Introduction
In this blog post, we'll delve into a problem that involves translating numeric digits into their corresponding letter combinations, much like the letters associated with the buttons on a telephone keypad. We'll examine both a naive approach and an optimized solution to generate all possible letter combinations for a given input.
Problem Statement
Given a string containing digits from 2 to 9 inclusive, we are tasked with returning all possible letter combinations that these numbers could represent. Each digit maps to a set of letters, similar to the arrangement on telephone buttons. For instance, the digit '2' corresponds to 'abc', '3' to 'def', and so forth. The goal is to generate all combinations of these letters for a given input string of digits.
Example 1
Input: "23"
Output: ["ad","ae","af","bd","be","bf","cd","ce","cf"]
Example 2
Input: ""
Output: []
Example 3
Input: "2"
Output: ["a","b","c"]
Naive Approach
One straightforward approach to solving this problem is to use recursive backtracking. The idea is to explore all possible combinations by considering each digit and its associated letters. We'll build the combinations recursively, and if a combination is valid (i.e., of the same length as the input digits), we add it to the result.
Naive Approach Code
cpp
#include <vector>
#include <string>
class Solution {
public:
vector<string> letterCombinations(string digits) {
vector<string> result;
if (digits.empty()) {
return result;
}
vector<string> phoneMap = {"", "", "abc", "def", "ghi", "jkl", "mno", "pqrs", "tuv", "wxyz"};
string currentCombination;
backtrack(digits, 0, phoneMap, currentCombination, result);
return result;
}
private:
void backtrack(const string& digits, int index, const vector<string>& phoneMap, string& currentCombination, vector<string>& result) {
if (index == digits.size()) {
result.push_back(currentCombination);
return;
}
string letters = phoneMap[digits[index] - '0'];
for (char letter : letters) {
currentCombination.push_back(letter);
backtrack(digits, index + 1, phoneMap, currentCombination, result);
currentCombination.pop_back();
}
}
};
Naive Approach Explanation
1. The `letterCombinations` function initializes the result vector and checks if the input string `digits` is empty. If it is, an empty result vector is returned.

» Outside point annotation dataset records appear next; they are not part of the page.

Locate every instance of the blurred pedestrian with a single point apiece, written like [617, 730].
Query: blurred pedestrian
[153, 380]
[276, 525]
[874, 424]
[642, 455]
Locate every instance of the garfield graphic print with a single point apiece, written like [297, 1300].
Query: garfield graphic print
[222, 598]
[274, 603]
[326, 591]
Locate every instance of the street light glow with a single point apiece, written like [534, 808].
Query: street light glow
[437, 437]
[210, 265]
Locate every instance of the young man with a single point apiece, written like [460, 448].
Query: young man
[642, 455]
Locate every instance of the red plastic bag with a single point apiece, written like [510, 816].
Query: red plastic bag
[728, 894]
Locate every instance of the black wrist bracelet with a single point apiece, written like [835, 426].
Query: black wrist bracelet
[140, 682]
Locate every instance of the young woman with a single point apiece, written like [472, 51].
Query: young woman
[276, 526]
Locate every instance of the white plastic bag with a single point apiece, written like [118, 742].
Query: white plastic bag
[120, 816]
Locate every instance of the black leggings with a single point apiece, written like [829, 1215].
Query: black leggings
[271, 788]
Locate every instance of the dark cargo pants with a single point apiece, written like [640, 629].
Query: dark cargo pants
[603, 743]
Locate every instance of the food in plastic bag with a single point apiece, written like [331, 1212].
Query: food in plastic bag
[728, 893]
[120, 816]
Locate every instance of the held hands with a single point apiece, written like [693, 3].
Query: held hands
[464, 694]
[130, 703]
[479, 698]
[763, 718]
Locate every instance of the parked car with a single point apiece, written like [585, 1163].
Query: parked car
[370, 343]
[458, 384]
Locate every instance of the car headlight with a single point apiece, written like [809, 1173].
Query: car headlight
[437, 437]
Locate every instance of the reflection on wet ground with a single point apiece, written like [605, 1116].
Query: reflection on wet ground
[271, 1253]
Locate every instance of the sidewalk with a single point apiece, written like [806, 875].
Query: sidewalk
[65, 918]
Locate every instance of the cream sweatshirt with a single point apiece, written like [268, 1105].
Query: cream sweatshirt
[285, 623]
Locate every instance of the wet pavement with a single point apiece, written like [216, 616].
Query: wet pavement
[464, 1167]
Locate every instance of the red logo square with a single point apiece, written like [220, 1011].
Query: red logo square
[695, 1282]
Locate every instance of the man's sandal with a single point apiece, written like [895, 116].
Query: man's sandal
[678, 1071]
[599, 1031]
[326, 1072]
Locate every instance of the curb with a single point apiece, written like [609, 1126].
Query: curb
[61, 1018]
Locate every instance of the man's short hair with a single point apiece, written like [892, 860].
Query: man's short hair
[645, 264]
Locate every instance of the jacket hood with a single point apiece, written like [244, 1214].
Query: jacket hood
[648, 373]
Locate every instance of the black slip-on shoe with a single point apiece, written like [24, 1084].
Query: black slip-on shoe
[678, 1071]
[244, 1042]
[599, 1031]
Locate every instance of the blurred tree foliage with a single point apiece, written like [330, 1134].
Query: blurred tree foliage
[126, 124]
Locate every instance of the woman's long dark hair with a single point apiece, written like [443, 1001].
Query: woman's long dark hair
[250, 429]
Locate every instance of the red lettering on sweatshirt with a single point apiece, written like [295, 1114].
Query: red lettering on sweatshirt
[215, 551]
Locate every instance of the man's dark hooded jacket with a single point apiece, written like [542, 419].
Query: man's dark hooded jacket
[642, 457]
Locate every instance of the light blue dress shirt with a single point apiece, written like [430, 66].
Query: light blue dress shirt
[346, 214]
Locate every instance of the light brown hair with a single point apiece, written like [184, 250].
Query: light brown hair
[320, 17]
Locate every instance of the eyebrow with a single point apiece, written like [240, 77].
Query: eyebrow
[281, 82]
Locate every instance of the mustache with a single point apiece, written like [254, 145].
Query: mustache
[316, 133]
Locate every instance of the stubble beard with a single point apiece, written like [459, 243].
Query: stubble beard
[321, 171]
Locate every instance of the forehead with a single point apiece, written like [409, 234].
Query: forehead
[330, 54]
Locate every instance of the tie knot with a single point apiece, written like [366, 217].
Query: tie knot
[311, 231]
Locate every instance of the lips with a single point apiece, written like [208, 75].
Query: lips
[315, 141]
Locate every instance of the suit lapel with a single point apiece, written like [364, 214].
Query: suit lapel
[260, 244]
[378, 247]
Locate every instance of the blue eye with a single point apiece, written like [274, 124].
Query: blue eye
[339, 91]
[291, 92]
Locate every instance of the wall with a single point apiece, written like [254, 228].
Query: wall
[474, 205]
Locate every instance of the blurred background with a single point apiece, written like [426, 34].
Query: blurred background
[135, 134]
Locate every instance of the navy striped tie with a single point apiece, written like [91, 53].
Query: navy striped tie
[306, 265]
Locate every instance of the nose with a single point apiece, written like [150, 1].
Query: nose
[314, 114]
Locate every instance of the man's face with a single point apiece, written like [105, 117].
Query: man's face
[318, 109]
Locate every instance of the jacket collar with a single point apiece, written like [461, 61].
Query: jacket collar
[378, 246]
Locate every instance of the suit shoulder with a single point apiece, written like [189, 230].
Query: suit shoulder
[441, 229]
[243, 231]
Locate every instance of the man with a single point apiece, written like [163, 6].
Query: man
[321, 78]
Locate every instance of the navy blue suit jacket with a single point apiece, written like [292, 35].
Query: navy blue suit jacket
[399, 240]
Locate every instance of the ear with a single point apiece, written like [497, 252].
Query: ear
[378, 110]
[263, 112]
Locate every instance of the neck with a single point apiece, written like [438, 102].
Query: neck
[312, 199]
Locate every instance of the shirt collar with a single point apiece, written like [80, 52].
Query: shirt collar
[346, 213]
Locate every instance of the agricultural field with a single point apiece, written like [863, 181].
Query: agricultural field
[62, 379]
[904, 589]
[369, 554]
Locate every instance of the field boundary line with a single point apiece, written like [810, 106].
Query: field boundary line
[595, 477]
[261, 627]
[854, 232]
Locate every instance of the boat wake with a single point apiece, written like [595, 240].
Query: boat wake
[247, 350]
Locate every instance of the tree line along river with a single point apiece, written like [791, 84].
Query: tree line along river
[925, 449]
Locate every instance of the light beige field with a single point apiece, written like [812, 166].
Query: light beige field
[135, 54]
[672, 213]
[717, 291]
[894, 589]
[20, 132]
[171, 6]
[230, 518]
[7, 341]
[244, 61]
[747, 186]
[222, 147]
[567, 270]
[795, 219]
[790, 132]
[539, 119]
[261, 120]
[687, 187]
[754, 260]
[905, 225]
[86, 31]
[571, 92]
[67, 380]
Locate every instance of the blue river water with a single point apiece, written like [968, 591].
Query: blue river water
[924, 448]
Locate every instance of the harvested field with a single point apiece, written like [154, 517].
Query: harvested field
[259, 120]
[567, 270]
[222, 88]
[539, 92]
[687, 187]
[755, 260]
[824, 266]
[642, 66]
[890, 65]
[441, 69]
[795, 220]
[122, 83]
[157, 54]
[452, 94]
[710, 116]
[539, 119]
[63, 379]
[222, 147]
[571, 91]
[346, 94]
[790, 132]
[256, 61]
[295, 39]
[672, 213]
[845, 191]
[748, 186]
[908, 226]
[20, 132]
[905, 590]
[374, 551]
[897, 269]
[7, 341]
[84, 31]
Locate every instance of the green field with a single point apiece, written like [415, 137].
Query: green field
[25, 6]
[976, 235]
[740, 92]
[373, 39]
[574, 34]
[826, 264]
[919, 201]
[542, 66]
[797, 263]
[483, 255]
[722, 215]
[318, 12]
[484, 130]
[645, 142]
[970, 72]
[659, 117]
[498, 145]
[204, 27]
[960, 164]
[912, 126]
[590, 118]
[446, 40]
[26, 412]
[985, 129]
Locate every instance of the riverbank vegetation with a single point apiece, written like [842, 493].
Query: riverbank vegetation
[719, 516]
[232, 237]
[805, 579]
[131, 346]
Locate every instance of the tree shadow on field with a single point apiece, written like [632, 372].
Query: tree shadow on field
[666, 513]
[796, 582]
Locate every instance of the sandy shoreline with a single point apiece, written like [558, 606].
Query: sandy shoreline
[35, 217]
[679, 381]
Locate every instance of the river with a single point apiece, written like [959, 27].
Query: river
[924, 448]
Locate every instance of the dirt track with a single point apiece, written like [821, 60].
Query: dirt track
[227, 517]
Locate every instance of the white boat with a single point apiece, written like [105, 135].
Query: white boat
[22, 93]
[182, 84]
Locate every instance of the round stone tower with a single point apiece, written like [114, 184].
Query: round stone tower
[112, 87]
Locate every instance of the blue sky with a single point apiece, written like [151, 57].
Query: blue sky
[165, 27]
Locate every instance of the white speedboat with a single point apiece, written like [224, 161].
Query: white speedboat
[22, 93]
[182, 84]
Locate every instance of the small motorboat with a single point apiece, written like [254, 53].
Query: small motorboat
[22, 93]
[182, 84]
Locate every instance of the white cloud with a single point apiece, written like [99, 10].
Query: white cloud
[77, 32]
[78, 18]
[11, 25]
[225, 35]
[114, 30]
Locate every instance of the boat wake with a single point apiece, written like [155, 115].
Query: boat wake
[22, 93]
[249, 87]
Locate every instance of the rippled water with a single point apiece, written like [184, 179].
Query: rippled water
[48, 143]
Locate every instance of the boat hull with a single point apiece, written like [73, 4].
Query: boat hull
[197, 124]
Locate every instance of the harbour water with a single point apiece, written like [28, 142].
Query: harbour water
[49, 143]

2. The `phoneMap` vector is used to map each digit to its corresponding letters.
3. The `backtrack` function is a recursive helper function. It takes the current index, the phone map, the current combination being built, and the result vector.
4. In the `backtrack` function, the base case checks if the current combination is of the same length as the input digits. If it is, the current combination is added to the result vector.
5. The function then retrieves the letters corresponding to the current digit and iterates over them. For each letter, it appends it to the current combination, makes a recursive call to explore further possibilities, and then unchooses the letter (backtracks) to try the next one.
6. Finally, the `letterCombinations` function returns the result vector containing all possible letter combinations.
Optimized Approach
While the naive approach works, it can be optimized by using a queue-based approach. This involves iteratively building combinations by dequeuing and appending letters to the existing combinations in the queue.
Optimized Approach Code
cpp
#include <vector>
#include <string>
#include <queue>
class Solution {
public:
vector<string> letterCombinations(string digits) {
vector<string> result;
if (digits.empty()) {
return result;
}
vector<string> phoneMap = {"", "", "abc", "def", "ghi", "jkl", "mno", "pqrs", "tuv", "wxyz"};
queue<string> combinations;
combinations.push("");
for (char digit : digits) {
int size = combinations.size();
for (int i = 0; i < size; ++i) {
string currentCombination = combinations.front();
combinations.pop();
for (char letter : phoneMap[digit - '0']) {
combinations.push(currentCombination + letter);
}
}
}
while (!combinations.empty()) {
result.push_back(combinations.front());
combinations.pop();
}
return result;
}
};
Optimized Approach Explanation
1. The `letterCombinations` function initializes the result vector and checks if the input string `digits` is empty. If it is, an empty result vector is returned.
2. The `phoneMap` vector is used to map each digit to its corresponding letters.
3. A queue, `combinations`, is initialized with an empty string as the starting point.
4. Iterate over each digit in the input string. For each digit, dequeue the current combination from the front of the queue and enqueue new combinations by appending each letter corresponding to the digit.
5. Repeat this process for all digits, and the queue will contain all possible combinations.
6. Transfer the combinations from the queue to the result vector.
Conclusion
In this blog post, we explored a problem that involves generating all possible letter combinations for a given string of digits. We discussed both a naive backtracking approach and an optimized queue-based approach, providing code implementations and explanations for each. The optimized approach is more efficient and avoids the overhead of recursive calls. Depending on the specific requirements and constraints, either approach can be used to solve the problem effectively.